Ten spies, including the glamorous Anna Chapman, were rounded up by the FBI in July and sent back to Moscow in exchange for four Russians imprisoned for spying for the West.
At the time, Prime Minister Vladimir Putin said the 10 had been betrayed, and that he knew the name of the traitor.
That name stayed secret, until yesterday. The Russian newspaper Kommersant identified a Colonel Shcherbakov, an employee of the SVR foreign intelligence service who headed the department responsible for handling sleeper agents in the US, as the double agent.
The paper's sources said Shcherbakov had been working for the Americans for some time and fled to the US shortly before the arrests were made. If true, he would be one of the most senior defectors since the Cold War ended.
The paper also quoted a Kremlin official who insinuated a hit squad had been dispatched to the US to kill Shcherbakov.
"Don't doubt that a Mercader has already been sent after him," said the source, referring to Ramon Mercader, the Soviet agent who killed Leon Trotsky with an ice pick in Mexico in 1940.

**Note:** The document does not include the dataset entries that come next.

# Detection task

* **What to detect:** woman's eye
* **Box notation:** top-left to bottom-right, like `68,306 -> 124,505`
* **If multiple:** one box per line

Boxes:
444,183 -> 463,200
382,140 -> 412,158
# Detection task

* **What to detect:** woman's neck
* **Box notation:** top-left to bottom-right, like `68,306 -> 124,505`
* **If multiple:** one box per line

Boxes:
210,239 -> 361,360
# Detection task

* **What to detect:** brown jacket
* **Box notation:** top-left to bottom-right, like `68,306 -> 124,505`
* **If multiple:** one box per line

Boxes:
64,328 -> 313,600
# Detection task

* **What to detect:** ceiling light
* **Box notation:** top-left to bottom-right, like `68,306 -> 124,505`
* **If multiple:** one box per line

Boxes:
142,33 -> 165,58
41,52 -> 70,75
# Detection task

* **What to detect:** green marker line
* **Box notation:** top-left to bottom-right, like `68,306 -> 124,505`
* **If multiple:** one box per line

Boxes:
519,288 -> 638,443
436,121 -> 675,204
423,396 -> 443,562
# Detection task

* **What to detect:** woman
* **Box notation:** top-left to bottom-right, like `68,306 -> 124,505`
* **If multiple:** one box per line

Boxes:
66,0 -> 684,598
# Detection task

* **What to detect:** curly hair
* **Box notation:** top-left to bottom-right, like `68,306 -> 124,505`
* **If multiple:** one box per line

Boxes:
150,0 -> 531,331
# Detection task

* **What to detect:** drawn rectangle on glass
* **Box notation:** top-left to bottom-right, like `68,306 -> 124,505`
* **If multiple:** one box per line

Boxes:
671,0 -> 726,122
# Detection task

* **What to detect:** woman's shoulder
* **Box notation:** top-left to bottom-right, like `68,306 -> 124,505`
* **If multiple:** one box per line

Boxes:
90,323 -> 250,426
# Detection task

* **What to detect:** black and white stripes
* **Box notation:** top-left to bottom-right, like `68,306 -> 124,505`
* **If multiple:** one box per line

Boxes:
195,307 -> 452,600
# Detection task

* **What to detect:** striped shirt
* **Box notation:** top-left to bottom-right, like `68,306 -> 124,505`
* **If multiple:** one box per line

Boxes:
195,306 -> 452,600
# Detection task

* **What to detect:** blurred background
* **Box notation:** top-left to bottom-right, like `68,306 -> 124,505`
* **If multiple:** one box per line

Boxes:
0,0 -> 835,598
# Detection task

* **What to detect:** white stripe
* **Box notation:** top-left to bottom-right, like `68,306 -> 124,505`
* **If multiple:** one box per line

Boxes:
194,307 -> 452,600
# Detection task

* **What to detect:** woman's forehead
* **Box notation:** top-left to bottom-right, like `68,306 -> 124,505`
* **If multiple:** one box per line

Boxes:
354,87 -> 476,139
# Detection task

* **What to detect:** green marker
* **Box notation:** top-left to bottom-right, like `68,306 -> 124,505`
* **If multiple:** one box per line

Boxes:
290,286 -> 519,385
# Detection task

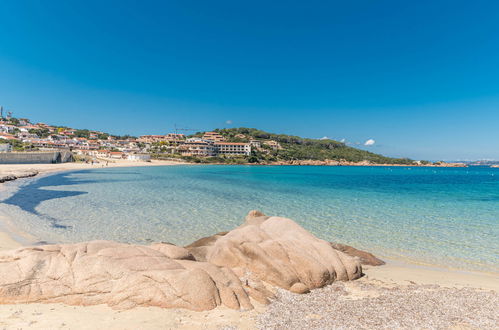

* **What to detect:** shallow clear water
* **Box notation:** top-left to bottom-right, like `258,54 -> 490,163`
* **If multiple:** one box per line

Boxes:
1,166 -> 499,272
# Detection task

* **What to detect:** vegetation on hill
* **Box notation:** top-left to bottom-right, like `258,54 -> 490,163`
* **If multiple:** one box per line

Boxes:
184,127 -> 414,165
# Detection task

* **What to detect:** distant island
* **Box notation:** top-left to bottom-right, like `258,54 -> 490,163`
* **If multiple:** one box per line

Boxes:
0,116 -> 465,166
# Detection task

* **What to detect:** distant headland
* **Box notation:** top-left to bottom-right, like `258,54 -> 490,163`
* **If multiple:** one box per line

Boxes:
0,114 -> 466,167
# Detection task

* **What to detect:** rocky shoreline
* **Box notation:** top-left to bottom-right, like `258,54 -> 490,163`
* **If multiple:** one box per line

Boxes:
0,211 -> 368,311
0,170 -> 39,183
0,211 -> 499,329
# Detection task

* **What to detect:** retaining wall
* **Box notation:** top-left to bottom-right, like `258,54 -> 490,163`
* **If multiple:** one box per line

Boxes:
0,151 -> 74,164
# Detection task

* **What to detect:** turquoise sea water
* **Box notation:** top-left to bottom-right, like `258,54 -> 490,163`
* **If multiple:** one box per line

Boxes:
1,165 -> 499,272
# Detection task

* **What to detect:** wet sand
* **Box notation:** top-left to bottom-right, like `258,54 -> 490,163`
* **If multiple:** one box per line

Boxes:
0,161 -> 499,329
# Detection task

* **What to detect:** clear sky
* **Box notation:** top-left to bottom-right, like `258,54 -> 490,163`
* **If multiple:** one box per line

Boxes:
0,0 -> 499,160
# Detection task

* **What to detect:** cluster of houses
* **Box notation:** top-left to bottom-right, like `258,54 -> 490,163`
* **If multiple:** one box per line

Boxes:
0,119 -> 146,160
0,119 -> 286,161
138,132 -> 252,157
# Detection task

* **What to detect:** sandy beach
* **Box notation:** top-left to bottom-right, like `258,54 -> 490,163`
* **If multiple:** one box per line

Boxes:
0,161 -> 499,329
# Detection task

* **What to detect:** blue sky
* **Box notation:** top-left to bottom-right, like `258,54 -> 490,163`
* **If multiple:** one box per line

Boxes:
0,0 -> 499,160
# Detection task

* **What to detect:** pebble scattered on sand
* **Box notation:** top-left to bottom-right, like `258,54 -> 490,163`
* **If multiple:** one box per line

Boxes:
257,281 -> 499,329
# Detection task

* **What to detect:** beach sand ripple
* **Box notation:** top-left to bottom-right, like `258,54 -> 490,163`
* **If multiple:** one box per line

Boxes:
257,280 -> 499,329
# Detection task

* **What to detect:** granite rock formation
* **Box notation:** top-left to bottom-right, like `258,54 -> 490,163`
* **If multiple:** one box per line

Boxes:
0,211 -> 362,311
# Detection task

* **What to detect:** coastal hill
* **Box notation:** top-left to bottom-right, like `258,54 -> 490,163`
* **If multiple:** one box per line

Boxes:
184,127 -> 416,165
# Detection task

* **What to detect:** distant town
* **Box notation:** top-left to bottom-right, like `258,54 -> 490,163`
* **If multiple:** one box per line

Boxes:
0,107 -> 499,167
0,109 -> 280,161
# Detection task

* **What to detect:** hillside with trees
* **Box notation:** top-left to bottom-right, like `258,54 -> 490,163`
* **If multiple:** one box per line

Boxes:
189,127 -> 414,165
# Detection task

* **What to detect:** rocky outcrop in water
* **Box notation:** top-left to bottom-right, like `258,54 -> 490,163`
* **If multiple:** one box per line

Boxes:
0,211 -> 362,310
331,243 -> 385,266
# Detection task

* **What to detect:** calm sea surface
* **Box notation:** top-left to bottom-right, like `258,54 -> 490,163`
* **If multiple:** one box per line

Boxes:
0,166 -> 499,272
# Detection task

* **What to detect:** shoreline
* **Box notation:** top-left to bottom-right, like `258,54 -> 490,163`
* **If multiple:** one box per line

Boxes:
0,160 -> 499,292
0,161 -> 499,329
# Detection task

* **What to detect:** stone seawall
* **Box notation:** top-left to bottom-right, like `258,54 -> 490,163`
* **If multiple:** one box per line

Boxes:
0,151 -> 74,164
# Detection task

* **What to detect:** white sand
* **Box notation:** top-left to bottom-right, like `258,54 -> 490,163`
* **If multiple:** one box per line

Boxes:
0,161 -> 499,329
0,159 -> 187,175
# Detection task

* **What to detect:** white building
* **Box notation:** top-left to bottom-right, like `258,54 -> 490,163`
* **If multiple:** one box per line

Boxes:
215,142 -> 251,156
127,154 -> 151,162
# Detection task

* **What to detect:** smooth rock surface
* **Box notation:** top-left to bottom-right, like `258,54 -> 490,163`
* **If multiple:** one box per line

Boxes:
0,241 -> 252,310
186,211 -> 362,293
0,211 -> 362,311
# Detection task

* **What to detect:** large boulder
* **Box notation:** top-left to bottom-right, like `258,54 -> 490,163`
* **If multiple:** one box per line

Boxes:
186,211 -> 362,293
0,211 -> 362,311
0,241 -> 252,310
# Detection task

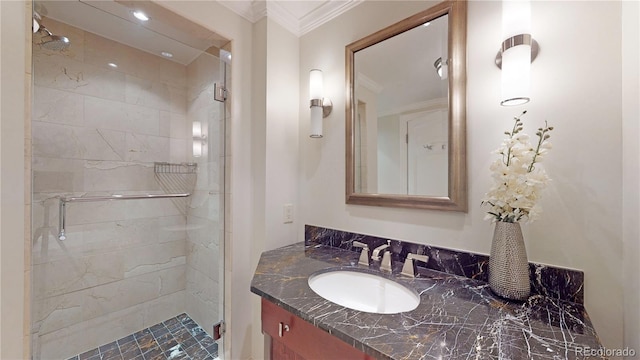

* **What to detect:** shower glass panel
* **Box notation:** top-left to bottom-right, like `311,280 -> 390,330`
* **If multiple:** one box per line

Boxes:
31,1 -> 231,360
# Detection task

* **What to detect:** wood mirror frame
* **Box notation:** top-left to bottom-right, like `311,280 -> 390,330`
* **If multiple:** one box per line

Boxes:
345,0 -> 468,212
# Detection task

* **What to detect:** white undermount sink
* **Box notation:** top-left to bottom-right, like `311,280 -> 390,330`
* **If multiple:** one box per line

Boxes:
309,270 -> 420,314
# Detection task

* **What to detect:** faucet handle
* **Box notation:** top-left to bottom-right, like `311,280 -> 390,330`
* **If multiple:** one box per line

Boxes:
351,241 -> 369,266
380,250 -> 392,273
400,253 -> 429,277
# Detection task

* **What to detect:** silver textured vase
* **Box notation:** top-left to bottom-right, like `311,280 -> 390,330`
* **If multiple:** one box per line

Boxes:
489,221 -> 531,301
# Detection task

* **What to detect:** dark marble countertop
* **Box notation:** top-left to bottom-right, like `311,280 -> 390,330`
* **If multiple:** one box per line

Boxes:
251,243 -> 601,360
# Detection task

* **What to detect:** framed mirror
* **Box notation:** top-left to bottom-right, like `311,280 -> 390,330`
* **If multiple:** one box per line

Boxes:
345,1 -> 467,212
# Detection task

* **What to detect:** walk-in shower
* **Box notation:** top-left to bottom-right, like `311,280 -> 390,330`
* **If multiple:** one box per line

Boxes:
30,0 -> 231,360
33,12 -> 71,51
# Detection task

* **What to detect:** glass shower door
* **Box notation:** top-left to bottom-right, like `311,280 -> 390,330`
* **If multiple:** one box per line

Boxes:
31,1 -> 228,359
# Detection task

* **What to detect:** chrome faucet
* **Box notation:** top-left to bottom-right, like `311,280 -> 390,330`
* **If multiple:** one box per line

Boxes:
400,253 -> 429,278
371,240 -> 391,272
371,240 -> 391,261
351,241 -> 369,266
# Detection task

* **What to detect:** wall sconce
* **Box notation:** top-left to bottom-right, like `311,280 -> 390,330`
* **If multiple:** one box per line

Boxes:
496,0 -> 539,106
433,57 -> 449,80
192,121 -> 207,157
309,69 -> 333,138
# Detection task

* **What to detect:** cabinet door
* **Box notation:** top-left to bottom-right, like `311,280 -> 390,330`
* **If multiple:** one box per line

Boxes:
262,299 -> 373,360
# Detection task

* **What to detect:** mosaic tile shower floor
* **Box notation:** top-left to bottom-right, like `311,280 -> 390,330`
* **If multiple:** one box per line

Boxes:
68,314 -> 218,360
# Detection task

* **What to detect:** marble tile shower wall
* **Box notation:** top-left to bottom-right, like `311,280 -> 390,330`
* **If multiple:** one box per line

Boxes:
31,19 -> 189,359
186,49 -> 225,335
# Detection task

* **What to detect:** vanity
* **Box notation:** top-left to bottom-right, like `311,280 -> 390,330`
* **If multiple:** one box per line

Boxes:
251,225 -> 601,360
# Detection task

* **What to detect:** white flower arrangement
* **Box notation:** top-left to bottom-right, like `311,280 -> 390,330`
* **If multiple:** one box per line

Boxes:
482,111 -> 553,223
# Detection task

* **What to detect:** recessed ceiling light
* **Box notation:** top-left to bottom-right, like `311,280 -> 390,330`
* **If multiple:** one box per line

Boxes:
133,10 -> 149,21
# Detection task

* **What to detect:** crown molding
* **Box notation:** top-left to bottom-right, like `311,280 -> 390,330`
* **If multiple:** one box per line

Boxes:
218,0 -> 365,37
298,0 -> 364,36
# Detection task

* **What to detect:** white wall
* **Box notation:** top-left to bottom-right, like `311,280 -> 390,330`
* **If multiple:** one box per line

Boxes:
622,1 -> 640,353
0,1 -> 31,360
298,1 -> 637,348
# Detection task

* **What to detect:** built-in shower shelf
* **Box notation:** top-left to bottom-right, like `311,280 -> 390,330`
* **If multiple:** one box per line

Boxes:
58,193 -> 191,240
153,162 -> 198,174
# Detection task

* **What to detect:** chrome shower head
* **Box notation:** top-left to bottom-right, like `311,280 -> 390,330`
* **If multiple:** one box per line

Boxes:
38,24 -> 71,51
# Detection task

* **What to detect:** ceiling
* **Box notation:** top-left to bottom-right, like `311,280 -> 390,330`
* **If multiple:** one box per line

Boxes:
34,0 -> 364,65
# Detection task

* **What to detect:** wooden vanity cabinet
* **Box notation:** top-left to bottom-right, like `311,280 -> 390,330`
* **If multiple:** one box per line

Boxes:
262,298 -> 374,360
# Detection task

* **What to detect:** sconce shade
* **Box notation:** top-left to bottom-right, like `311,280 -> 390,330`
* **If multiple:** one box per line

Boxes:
500,45 -> 531,106
309,69 -> 333,138
500,0 -> 532,106
309,69 -> 323,100
193,139 -> 202,157
193,121 -> 202,137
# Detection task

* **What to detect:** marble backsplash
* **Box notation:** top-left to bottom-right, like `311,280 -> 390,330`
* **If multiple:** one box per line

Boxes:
304,225 -> 584,304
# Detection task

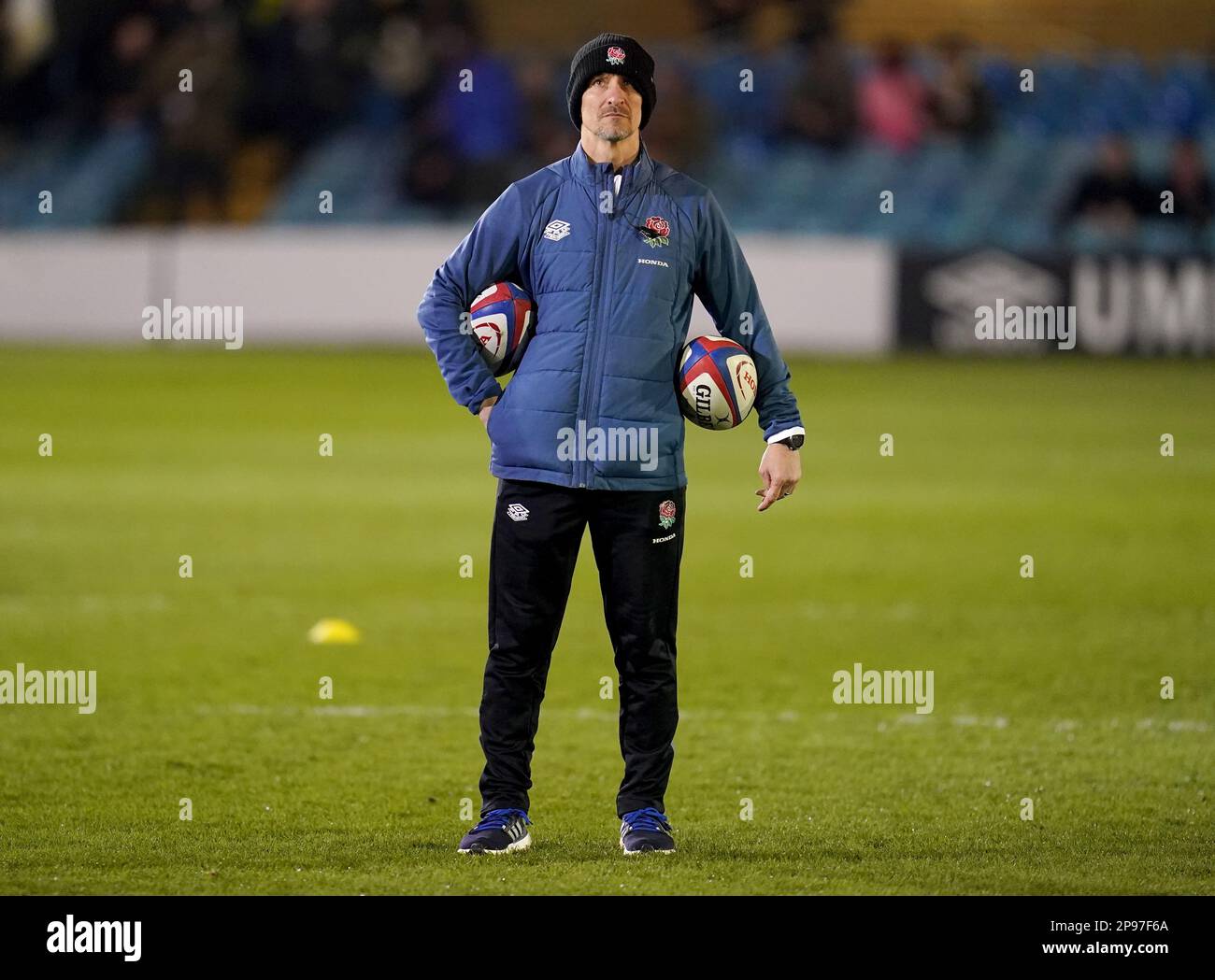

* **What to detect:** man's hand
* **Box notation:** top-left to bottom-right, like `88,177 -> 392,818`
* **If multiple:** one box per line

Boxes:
756,442 -> 802,510
479,394 -> 498,429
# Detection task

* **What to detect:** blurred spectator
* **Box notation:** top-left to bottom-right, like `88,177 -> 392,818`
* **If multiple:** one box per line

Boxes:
928,36 -> 993,141
636,60 -> 709,173
690,0 -> 756,44
84,13 -> 161,127
860,40 -> 928,151
1058,134 -> 1154,238
239,0 -> 374,153
141,0 -> 243,221
780,32 -> 857,149
1153,137 -> 1215,234
515,57 -> 576,176
424,23 -> 525,206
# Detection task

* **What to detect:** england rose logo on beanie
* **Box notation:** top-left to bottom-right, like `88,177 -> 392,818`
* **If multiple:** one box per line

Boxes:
638,215 -> 671,249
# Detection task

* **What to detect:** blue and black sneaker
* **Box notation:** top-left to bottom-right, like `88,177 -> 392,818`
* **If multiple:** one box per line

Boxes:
620,806 -> 676,854
458,810 -> 531,854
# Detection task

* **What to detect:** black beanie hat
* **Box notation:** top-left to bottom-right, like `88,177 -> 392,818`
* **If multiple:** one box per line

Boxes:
565,34 -> 659,129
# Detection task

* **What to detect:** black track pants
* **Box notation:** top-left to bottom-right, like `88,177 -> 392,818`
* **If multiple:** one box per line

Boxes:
480,479 -> 684,817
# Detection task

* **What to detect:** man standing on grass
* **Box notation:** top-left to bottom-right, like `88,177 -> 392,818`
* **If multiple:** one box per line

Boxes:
418,34 -> 806,854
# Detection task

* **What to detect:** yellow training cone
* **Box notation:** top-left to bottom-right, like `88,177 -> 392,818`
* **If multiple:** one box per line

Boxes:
307,619 -> 364,644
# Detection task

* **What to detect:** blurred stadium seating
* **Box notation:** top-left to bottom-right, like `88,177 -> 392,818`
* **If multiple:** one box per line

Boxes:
0,0 -> 1215,254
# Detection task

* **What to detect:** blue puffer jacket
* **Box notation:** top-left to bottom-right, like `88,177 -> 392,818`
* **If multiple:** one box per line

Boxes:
418,139 -> 803,490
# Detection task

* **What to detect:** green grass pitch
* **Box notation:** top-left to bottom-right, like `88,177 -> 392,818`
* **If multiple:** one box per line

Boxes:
0,348 -> 1215,894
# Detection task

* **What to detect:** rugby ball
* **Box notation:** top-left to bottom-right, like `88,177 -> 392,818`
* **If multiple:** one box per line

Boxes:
676,336 -> 760,429
469,283 -> 536,377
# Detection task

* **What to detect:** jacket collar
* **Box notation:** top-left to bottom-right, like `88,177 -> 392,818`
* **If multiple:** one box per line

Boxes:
568,138 -> 653,197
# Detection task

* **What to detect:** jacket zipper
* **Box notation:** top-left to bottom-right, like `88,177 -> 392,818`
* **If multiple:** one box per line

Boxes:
587,174 -> 628,487
574,175 -> 615,489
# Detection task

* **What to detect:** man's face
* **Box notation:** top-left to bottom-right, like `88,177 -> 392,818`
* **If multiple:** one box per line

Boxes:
582,72 -> 641,143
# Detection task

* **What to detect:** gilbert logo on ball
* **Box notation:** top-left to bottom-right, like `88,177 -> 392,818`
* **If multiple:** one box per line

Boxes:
676,336 -> 760,429
638,215 -> 671,249
469,283 -> 536,376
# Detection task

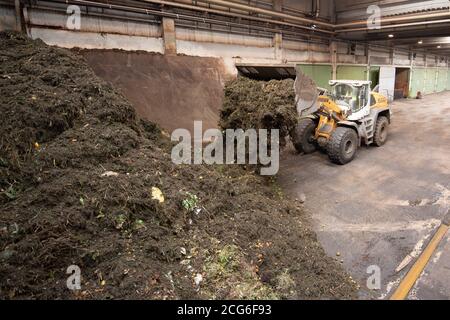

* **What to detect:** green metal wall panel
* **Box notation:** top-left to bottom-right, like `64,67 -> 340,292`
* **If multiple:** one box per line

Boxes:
299,64 -> 333,89
336,66 -> 367,80
436,68 -> 447,92
425,68 -> 437,94
409,68 -> 426,98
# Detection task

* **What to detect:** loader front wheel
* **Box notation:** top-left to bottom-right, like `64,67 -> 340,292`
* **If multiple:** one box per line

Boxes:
327,127 -> 358,165
373,116 -> 389,147
292,118 -> 316,154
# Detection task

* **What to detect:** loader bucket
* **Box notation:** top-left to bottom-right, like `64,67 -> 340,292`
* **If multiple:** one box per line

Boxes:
294,66 -> 319,117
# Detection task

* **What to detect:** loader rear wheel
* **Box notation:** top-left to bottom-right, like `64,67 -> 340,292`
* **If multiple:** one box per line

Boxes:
292,119 -> 316,154
327,127 -> 358,165
373,116 -> 389,147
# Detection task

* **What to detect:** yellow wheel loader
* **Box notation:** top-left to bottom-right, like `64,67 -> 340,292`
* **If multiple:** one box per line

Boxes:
292,69 -> 391,165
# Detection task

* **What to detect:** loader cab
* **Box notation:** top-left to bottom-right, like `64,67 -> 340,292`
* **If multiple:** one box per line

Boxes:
330,80 -> 371,118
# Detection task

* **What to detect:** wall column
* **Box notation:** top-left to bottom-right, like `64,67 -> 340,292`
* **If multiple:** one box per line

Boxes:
273,33 -> 284,61
162,18 -> 177,55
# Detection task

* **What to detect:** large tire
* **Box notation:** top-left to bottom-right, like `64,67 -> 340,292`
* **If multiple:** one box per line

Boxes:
292,118 -> 316,154
327,127 -> 358,165
373,116 -> 389,147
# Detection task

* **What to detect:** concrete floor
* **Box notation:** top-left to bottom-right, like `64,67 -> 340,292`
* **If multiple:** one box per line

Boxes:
278,92 -> 450,299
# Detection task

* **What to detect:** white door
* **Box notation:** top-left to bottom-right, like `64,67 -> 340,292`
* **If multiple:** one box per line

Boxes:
380,67 -> 395,101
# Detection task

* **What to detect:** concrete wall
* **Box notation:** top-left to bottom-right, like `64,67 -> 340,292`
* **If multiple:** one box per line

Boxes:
0,0 -> 449,99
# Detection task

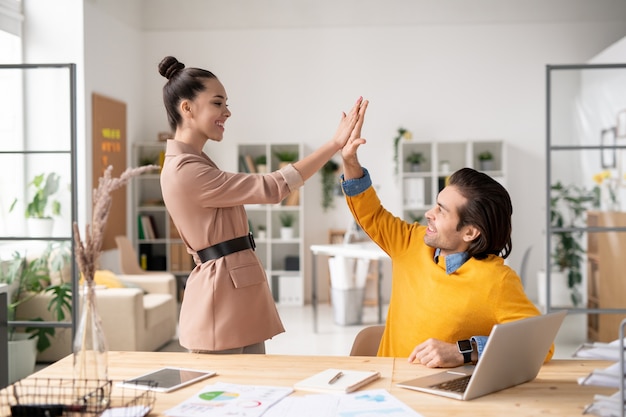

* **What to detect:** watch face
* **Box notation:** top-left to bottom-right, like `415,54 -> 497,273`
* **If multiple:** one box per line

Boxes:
456,340 -> 473,353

"The fate of such a person is unenviable ... living every day in fear of retribution."
Kommersant said Russia's intelligence community was still in shock over the events, and a wide-ranging investigation of the SVR was under way into how obvious warning signals, including the fact that Shcherbakov's daughter lived in the US, had been overlooked.
Information about the 10 spies and the events leading to their arrest has been hard to come by. The only one who's been spotted in public is Chapman, who has taken part in a number of candid photoshoots and is apparently working for a Russian bank. The fate of the other spies is unclear.
However, Kommersant gave new insight into Mikhail Vasenkov, who was known as Juan Lazaro and had posed as a Uruguayan but was actually born in Siberia.
Vasenkov first spied in South America under cover of working as a press photographer, before moving to the US with his Peruvian wife Vicky Pelaez. She allegedly wasn't aware of his real identity.
Kommersant claims Vasenkov's cover was blown when Shcherbakov entered an interrogation room with a dossier containing his real name and place of work.
The paper also claims had three ribs and a leg broken in interrogation, returning to Russia with these injuries.
Both sides want to ensure the fallout from the spy scandal doesn't derail the much trumpeted "reset" in relations between Moscow and Washington.
If the Kommersant story is true, American behaviour throughout the episode is a marked departure from standard Cold War practice when such a high-level defection would have been paraded to the world.
Instead, there's been no leaked information from Washington on how the arrests came about.